I have a RNA-seq dataset with two treatments A and B (+/+, +/-, -/+, -/- design) and a batch effect. Both environments are equally represented in all batches. For differential expression analysis, I have added this batch effect as an element in the design matrix in EdgeR and it works perfect.
I also want to make a clustered heatmap from the genes that were found to be differentially expressed. When I do this, the batch effect is visible and samples form the same batch group together (but there is a stronger grouping from treatment A). I wanted to remove this batch effect and re-do the clustering and heat map generation. For this purpose, I tried the limma package function removeBatchEffect() and a few other similar tools.
Here is what I have done:
(1) Defined three experimental factors: A, B and batch.
(2) Made a design matrix that only includes A and B, but not batch.
(3) Put raw, non-normalized counts (non-integer expected counts output from RSEM) in a DGEList.
(4) Used TMM-normalization.
(5) Converted to log2 counts per million.

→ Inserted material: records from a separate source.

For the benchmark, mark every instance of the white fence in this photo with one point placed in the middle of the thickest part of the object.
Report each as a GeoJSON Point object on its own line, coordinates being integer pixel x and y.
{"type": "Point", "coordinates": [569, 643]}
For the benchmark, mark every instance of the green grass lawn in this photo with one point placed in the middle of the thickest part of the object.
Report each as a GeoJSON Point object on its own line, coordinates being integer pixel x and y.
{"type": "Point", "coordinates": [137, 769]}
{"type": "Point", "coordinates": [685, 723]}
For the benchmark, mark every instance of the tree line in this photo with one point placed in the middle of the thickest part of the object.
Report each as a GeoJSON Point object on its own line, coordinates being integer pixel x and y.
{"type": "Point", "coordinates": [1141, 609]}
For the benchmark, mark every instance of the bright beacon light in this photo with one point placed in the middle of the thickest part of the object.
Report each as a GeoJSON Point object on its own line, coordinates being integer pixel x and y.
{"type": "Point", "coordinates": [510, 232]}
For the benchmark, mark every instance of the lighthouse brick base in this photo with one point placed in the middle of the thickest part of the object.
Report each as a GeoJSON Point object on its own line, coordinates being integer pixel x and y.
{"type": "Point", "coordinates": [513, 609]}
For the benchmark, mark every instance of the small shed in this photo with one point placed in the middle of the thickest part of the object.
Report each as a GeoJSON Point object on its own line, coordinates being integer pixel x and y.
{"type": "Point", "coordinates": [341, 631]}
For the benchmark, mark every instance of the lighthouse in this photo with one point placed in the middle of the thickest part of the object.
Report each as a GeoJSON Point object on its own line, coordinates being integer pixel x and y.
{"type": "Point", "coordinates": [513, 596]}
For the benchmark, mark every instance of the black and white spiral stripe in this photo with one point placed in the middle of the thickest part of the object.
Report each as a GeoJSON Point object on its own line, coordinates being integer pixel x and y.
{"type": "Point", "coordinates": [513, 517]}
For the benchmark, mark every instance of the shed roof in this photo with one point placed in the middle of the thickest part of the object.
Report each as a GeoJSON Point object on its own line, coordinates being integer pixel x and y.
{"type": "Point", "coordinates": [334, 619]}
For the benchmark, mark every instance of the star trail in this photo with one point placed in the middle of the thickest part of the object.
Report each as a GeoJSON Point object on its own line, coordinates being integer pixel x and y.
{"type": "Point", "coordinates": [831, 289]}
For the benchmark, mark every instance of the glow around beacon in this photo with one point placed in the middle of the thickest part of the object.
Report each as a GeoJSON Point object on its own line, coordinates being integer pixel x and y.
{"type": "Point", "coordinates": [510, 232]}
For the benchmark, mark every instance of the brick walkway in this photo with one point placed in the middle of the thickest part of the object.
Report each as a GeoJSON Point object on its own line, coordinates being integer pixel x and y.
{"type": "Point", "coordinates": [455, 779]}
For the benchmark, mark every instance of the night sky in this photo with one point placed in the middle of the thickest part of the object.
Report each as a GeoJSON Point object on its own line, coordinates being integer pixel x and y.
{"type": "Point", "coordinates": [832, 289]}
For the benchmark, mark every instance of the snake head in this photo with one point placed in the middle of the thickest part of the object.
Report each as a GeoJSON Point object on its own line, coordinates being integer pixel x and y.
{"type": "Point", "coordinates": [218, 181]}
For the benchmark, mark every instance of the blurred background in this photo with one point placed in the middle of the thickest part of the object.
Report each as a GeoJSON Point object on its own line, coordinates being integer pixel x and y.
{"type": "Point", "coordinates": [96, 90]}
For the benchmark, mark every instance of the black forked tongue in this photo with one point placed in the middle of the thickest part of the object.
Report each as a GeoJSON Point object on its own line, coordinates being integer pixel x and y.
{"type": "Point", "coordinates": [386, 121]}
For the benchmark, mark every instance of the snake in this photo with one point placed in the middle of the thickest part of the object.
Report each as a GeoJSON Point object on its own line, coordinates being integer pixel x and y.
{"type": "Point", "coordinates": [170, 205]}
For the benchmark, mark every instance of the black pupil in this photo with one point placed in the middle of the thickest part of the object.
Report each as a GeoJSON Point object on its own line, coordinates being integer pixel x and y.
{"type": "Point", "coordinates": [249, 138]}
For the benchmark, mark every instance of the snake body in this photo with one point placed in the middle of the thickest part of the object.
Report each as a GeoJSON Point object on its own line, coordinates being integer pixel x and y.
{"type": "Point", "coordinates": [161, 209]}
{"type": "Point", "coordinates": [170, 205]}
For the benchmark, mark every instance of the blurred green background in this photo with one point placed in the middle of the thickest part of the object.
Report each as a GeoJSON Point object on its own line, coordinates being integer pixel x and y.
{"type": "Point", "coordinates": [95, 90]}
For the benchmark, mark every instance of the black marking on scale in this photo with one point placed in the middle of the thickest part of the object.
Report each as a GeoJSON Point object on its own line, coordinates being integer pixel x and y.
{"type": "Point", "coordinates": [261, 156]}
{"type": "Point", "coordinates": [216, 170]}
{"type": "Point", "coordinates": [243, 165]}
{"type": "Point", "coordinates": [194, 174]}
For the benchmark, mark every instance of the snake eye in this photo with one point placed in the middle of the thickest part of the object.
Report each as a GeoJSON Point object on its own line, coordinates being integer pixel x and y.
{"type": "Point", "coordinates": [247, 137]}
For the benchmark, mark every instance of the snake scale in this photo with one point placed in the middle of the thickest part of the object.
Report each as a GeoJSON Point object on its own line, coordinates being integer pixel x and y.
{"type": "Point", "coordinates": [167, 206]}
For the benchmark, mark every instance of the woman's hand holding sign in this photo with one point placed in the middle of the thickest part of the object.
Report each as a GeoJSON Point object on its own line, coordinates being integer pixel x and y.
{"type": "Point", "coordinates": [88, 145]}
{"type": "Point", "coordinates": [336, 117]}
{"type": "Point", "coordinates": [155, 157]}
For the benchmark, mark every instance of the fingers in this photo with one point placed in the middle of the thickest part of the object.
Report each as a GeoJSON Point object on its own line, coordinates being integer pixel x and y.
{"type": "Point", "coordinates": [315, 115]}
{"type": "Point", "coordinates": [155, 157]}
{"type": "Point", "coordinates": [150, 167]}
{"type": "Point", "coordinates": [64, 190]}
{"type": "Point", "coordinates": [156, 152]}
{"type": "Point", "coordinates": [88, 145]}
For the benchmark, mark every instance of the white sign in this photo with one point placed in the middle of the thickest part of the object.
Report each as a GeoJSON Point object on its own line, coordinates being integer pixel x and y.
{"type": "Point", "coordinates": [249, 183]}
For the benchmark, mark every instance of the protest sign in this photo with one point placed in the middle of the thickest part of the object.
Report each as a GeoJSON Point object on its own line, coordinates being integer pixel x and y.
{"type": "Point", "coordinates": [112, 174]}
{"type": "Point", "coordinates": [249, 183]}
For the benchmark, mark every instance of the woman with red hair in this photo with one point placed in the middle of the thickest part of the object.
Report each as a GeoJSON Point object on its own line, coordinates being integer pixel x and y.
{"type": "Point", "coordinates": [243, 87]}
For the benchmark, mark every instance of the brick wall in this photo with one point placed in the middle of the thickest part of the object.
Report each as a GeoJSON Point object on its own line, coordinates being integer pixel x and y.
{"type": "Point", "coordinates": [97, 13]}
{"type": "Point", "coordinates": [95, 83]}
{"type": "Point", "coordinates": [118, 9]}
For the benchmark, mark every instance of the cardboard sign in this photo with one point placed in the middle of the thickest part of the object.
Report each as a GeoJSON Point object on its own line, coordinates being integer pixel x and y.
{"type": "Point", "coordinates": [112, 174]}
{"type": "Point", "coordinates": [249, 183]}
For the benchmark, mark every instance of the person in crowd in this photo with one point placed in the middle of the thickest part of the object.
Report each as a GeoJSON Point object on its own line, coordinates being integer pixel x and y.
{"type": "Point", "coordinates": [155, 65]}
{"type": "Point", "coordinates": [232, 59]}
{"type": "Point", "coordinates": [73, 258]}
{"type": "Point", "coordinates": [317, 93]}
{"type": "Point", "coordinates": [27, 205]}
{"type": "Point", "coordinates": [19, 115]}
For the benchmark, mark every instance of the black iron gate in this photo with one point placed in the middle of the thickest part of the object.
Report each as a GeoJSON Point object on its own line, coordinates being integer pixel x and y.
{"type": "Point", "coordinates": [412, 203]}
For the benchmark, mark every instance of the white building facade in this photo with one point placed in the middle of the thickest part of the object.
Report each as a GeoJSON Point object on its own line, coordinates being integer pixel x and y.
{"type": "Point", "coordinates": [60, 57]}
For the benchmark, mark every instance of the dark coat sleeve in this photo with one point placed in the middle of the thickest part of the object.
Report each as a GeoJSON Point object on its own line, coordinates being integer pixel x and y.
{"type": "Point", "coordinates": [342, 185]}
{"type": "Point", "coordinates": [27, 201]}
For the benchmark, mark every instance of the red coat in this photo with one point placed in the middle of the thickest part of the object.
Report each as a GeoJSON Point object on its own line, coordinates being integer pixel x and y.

(6) Ran removeBatchEffect() on the result of (5) and specified the design matrix without batch and the batch factor.
Here is the code I ran:
# Loading required R libraries. library(gplots) library(limma) library(edgeR) # Define experimental factors and design matrix. batch <- factor(substring(colnames(data), 12, 12)) factorA <- factor(substring(colnames(data), 1, 6)) factorB <- factor(substring(colnames(data), 7, 10)) design <- model.matrix(~factorA*factorB) # Put counts into DGEList. y <- DGEList(counts=data) # TMM-normalization. y <- calcNormFactors(y) # Convert to CPM and log2 transformation. logCPM <- cpm(y, log=TRUE, prior.count=0.1) # Remove batch effect. logCPM_no_batch <- removeBatchEffect(logCPM, batch=batch, design=design) # Make heat map heatmap(logCPM_no_batch)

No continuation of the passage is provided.